Der Autor Leonard Prandini in der illegalen Hauskneipe "Dollar-Bar".

„Sie sind eben ein Leptosom“, diagnostizierte einmal eine Ärztin, von der ich den Grund meiner häufigen Unterzuckerung erfahren wollte, „Ein Schlaks ohne Muskeln“.

Das nützte mir gesundheitlich nicht viel, doch half immerhin dabei, mich im Identitäts-Chaos unserer Zeit zu verorten. Nachdem ich mich phasenweise als Rapper, Ingenieur und Philosoph ausprobiert hatte, aber nichts davon so wirklich geworden war, konstatierte ich Ende Mai 2016: Ich war ein pickliger Leptosom mit Vokuhila.

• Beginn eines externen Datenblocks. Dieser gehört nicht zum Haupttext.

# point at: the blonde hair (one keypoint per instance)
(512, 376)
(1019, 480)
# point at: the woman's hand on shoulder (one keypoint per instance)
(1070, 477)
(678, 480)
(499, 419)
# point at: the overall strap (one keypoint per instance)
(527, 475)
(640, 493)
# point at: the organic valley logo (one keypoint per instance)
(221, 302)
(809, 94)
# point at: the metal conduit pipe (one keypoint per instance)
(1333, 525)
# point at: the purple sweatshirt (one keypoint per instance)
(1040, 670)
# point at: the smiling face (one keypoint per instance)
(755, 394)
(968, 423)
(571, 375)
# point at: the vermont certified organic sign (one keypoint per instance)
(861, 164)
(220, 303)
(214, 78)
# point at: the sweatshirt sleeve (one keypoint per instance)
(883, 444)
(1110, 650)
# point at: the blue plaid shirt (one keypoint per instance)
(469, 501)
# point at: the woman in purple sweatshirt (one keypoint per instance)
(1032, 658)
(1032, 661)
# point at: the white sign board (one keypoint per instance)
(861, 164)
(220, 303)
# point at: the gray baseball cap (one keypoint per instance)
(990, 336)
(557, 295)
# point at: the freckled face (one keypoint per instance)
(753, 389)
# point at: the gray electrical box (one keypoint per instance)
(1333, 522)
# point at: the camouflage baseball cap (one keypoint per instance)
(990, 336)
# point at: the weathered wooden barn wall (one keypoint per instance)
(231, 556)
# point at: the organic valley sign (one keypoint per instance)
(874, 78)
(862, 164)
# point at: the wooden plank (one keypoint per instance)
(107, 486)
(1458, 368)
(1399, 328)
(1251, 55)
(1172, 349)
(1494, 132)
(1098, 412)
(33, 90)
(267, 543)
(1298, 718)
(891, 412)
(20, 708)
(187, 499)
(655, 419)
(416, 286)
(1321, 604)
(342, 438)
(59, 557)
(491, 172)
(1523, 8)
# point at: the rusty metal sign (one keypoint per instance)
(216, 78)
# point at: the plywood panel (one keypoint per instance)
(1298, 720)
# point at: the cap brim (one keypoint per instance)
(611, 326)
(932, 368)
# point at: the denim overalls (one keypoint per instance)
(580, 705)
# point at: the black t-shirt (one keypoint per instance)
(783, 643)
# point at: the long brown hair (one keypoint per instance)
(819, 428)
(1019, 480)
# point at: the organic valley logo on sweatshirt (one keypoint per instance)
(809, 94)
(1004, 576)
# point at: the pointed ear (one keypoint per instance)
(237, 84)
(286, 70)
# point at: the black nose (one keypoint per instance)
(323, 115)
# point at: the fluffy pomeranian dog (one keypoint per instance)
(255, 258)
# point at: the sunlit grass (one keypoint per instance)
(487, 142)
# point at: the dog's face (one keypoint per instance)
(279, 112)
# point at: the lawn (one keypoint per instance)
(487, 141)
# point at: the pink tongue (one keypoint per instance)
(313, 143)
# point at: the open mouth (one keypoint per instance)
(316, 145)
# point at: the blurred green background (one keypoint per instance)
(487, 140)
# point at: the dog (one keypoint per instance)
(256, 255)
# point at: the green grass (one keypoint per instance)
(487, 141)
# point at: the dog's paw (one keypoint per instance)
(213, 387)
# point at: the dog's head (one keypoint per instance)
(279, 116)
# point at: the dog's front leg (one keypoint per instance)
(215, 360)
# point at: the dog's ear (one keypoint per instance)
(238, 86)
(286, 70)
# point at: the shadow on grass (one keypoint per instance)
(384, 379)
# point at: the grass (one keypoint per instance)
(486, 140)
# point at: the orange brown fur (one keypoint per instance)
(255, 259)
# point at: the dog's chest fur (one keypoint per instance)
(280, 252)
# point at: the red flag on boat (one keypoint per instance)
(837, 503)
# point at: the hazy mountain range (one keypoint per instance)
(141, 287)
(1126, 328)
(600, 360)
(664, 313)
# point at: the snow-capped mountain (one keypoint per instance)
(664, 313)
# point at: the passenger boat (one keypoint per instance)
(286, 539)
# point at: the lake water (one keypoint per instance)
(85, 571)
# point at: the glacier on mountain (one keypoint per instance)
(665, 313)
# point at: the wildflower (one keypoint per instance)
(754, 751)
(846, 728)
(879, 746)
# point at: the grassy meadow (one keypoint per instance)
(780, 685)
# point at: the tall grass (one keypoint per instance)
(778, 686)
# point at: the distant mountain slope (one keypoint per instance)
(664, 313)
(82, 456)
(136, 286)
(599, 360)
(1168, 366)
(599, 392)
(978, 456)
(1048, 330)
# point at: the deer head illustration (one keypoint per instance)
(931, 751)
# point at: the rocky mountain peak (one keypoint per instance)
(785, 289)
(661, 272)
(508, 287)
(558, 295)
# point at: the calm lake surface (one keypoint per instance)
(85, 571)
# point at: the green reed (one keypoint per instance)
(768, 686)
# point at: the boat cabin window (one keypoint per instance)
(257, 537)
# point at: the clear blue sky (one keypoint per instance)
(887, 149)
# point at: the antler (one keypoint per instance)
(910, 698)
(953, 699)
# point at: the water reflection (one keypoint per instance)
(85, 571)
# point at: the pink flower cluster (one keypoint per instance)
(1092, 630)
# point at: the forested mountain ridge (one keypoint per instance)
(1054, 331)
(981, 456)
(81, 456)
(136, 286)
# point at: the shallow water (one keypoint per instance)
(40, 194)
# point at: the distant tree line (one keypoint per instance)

Ich trank  zu viel und las Bukowski, war also voller kruder Phantasien. In meinem Tagebuch schrieb ich wirres Zeug über den Sündenfall und Aphorismen wie: Metaphysik heißt, die Welt zu lesen wie eine Botschaft, die man sich selbst hinterlassen hat. Jedenfalls war ich 22 Jahre alt und überzeugt davon, es könne nur bergab gehen.

Nun wollte ich alles umkrempeln, indem ich einen journalistischen Selbstversuch mit dem Titel „Leben ohne Mercedes“ schrieb. Meine Inventur lautete: Ich hatte noch ein Leben, einen Kontostand von -106,40 Euro und keinen Mercedes. Das Konzept schien folgerichtig: Ich würde meine WG auf der Stelle verlassen und erst zurückkehren, wenn ich Besitzer eines Mercedes war. Noch fehlte dem Plan Feinschliff, doch ich wollte meinen Eifer für die Sache nicht durch Vernunft verwässern.

Ich setzte alle Hoffnung auf die Merkur Spiel AG in Espelkamp, die mir nach persönlicher Rechtsauffassung ungefähr eine gebrauchte C-Klasse in gutem Zustand schuldete. Vom letzten Geld des Toleranzkredites kaufte ich Stefan Zweigs Sternstunden der Menschheit und ließ sie als Geschenk verpacken. Ich lieh das Auto meiner Mutter, die noch 80 Euro dazu gab, weil sie eine liebende Mutter war.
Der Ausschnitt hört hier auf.